R2 column means correlation between gender and specific symptom scores (PANSS total, AUDIT, FTD, HAMD, ADIR, and inattentive/impulsive for SZ, drinking, smoking, MDD, ASD, and ADHD group, respectively), p values were listed.
P value column means gender difference of symptom scores.
Fig. 1Flowchart of the study design.
The study design includes three sections: (a) Study 1: SZ_COBRE vs. substance use, (b) Study 2: SZ_COBRE vs. depression, (c) Study 3: SZ_COBRE vs. developmental disorders. First, we identify specific symptom-associated multimodal components for COBRE SZ, drinking, smoking, MDD, ADHD and ASD groups separately. Then the common brain regions were determined by overlapping the derived symptom-related components of different diagnostic groups versus COBRE SZ (Study 1–3). Finally, correlation analysis was performed to evaluate how these identified brain regions associate with particular cognitive or symptomatic measures in an independent SZ dataset (FBIRN), which also test the replicability of our findings.
Fig. 2SZ vs. substance use.
ACC-thalamus in GMV (d) are the common brain regions among COBRE SZ (a), drinking (b) and smoking (c), and are correlated with only cognitive deficits in FBIRN SZ (e).
Fig. 3SZ vs. MDD.
Caudate-thalamus-middle/inferior temporal gyrus (c) are the common brain regions between COBRE SZ (a), and MDD (b), and are correlated with both PANSS negative domains (blunted affect, emotional withdrawal and stereotyped thinking) and cognitive deficits (working memory and reasoning) in FBIRN SZ (d). For the discrete values in (d), Spearman correlation was also calculated (the second correlation value in each subfigure d).
Fig. 4SZ vs. ASD and ADHD.
Inferior temporal gyrus and lingual gyrus (e) are the common brain region among COBRE SZ (a), ASD (b), and ADHD (c), and are correlated with PANSS general (poor attention) and cognitive (speed of processing and reasoning) dimensions in FBIRN SZ (e).
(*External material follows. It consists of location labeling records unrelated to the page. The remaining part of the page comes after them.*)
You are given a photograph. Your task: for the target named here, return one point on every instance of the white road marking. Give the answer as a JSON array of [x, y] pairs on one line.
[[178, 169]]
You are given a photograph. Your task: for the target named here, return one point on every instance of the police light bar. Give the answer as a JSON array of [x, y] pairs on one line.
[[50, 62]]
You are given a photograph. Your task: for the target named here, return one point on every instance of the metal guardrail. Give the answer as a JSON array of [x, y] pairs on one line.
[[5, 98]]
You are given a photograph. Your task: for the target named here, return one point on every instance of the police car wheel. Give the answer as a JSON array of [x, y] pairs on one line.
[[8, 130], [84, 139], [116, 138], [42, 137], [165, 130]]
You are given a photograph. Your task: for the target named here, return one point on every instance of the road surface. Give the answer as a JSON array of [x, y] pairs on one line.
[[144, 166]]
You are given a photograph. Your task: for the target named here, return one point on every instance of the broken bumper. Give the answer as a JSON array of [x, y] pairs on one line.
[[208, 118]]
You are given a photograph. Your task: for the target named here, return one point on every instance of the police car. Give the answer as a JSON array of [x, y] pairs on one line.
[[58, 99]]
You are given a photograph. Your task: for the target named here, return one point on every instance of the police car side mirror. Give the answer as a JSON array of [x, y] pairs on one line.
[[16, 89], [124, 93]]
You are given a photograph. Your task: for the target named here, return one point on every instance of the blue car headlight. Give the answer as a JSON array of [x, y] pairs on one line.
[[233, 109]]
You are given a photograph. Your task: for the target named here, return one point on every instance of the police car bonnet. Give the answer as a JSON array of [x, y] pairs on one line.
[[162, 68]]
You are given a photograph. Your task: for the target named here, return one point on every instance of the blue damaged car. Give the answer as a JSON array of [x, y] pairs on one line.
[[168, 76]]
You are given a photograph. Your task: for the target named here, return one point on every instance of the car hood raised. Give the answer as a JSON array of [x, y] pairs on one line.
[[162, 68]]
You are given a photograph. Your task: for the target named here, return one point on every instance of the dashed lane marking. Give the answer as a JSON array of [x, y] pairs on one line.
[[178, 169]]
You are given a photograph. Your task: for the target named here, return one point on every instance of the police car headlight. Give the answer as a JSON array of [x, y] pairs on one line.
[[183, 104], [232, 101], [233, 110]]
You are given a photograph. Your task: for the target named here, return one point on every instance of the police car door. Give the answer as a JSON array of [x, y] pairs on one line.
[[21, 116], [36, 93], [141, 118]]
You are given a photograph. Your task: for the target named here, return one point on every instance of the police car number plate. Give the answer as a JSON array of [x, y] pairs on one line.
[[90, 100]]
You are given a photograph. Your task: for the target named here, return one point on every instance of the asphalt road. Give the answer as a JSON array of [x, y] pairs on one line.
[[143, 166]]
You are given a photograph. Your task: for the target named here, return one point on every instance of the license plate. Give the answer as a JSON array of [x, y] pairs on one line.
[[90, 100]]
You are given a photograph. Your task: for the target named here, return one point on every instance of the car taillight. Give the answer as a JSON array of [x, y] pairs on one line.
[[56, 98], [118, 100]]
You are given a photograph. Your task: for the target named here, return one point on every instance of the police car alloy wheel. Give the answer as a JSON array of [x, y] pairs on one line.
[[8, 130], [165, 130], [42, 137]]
For the discrete values in e, Spearman correlation was also calculated (the second correlation value in each subfigure e).
Fig. 5Summary on the relationships between schizophrenia and other mental disorders.
a ACC-thalamus reward pattern in GMV are common between COBRE SZ and substance use, which correlate with cognitive deficits in FBIRN SZ especially with speed of processing and working memory domains. b Caudate-thalamus-MI_TG in GMV are common between COBRE SZ and depression, which correlate with both PANSS negative dimensions (including blunted affect, emotional withdrawal and stereotyped thinking) and cognition (reasoning) in FBIRN SZ. c ITG-lingual gyrus pattern in GMV and fALFF are common between SZ and DD, which correlate with PANSS general (poor attention) and cognition (speed of processing and reasoning). THA is thalamus; CAU is caudate; ACC is anterior cingulate cortex; MI_TG is middle and inferior temporal gyrus; LG is lingual gyrus; ITG is inferior temporal gyrus.